La région saharienne, aujourd’hui aride, était jadis un lieu verdoyant. En effet, au cours des millénaires, entre 12 500 et 3000 av. J.-C., le Sahara a connu une phase de verdure luxuriante, qualifiée par les scientifiques de période humide africaine, ou “Sahara vert”. Cette époque a vu des communautés humaines s’établir dans la région, y pratiquant la chasse, la pêche et même l’élevage de bétail, activités inimaginables dans le paysage désertique actuel.
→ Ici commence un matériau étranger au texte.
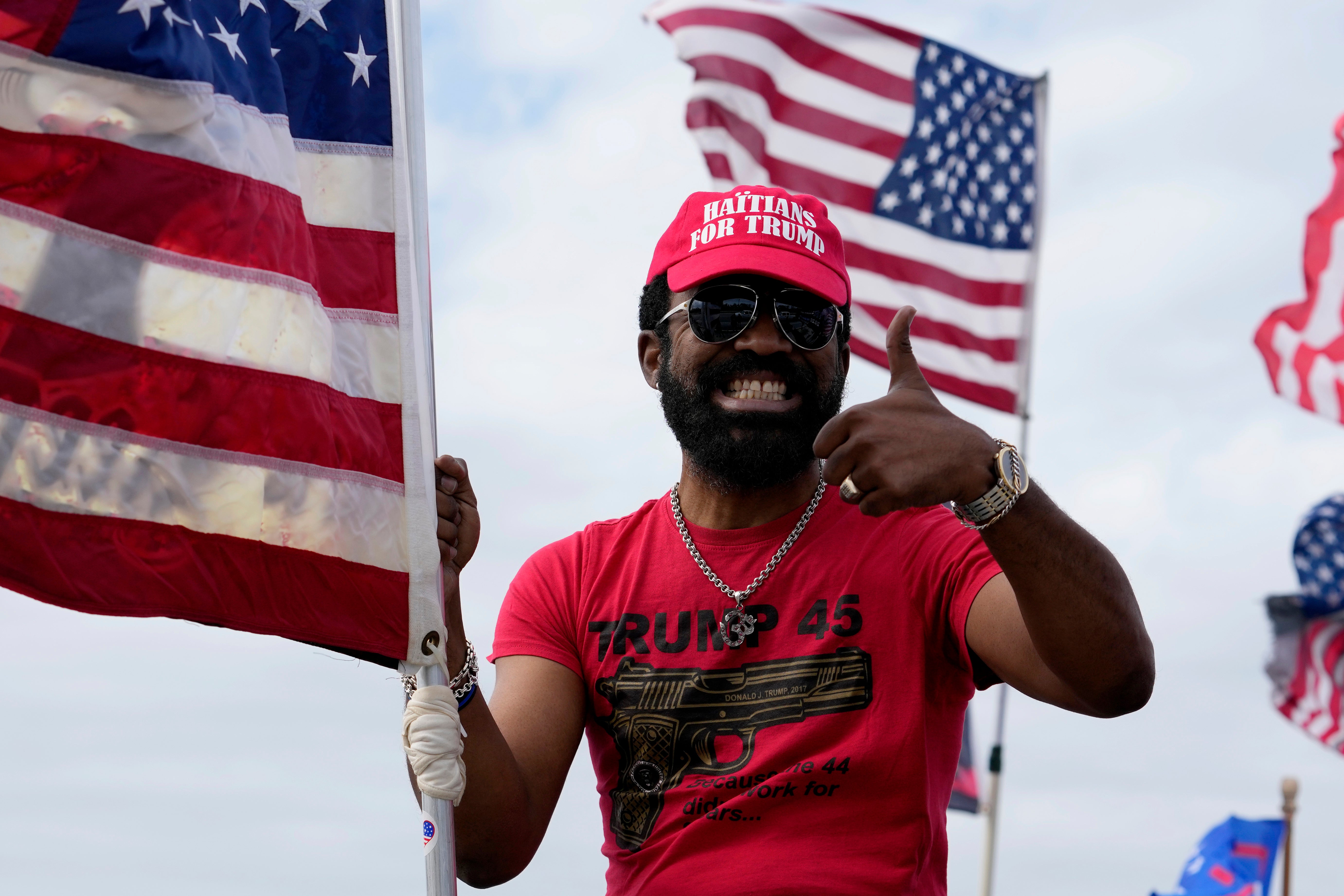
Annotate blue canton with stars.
[1293,494,1344,617]
[872,40,1038,249]
[51,0,393,146]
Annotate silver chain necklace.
[672,462,826,647]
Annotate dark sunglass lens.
[687,283,755,342]
[774,289,840,352]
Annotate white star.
[210,16,247,66]
[117,0,164,28]
[283,0,332,31]
[345,38,378,87]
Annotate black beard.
[659,342,844,493]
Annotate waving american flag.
[645,0,1044,412]
[1255,117,1344,423]
[0,0,439,660]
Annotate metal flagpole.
[980,72,1048,896]
[419,662,457,896]
[1283,778,1297,896]
[387,0,457,896]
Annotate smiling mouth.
[719,377,789,402]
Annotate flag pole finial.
[1282,776,1297,896]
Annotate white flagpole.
[980,72,1050,896]
[388,0,457,896]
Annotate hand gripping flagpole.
[387,0,457,896]
[980,72,1050,896]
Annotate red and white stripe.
[1255,117,1344,423]
[0,23,439,660]
[645,0,1033,411]
[1274,614,1344,752]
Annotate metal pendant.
[723,607,755,647]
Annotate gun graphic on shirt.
[597,647,872,852]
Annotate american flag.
[1265,595,1344,752]
[0,0,441,661]
[1255,117,1344,423]
[645,0,1044,412]
[1265,494,1344,752]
Les conditions climatiques contemporaines du Sahara, avec leur chaleur intense et leur rayonnement ultraviolet, ont entraîné la dégradation de l’ADN ancien. Par conséquent, les informations sur les premiers habitants de la région sont limitées. Cependant, un progrès scientifique majeur a été réalisé avec le séquençage de deux génomes entiers provenant de ce Sahara vert, révélant un isolement génétique par rapport aux autres groupes humains d’Afrique.
Les archéologues ont fait une découverte significative en fouillant l’abri-sous-roche de Takarkori, situé dans le sud-ouest de la Libye. Ils y ont déterré les restes d’une quinzaine de femmes et d’enfants. Parmi eux, l’ADN de deux femmes, âgées d’environ quarante ans, a pu être exploité. Ces femmes vivaient dans cette région il y a plus de six mille ans avant notre ère.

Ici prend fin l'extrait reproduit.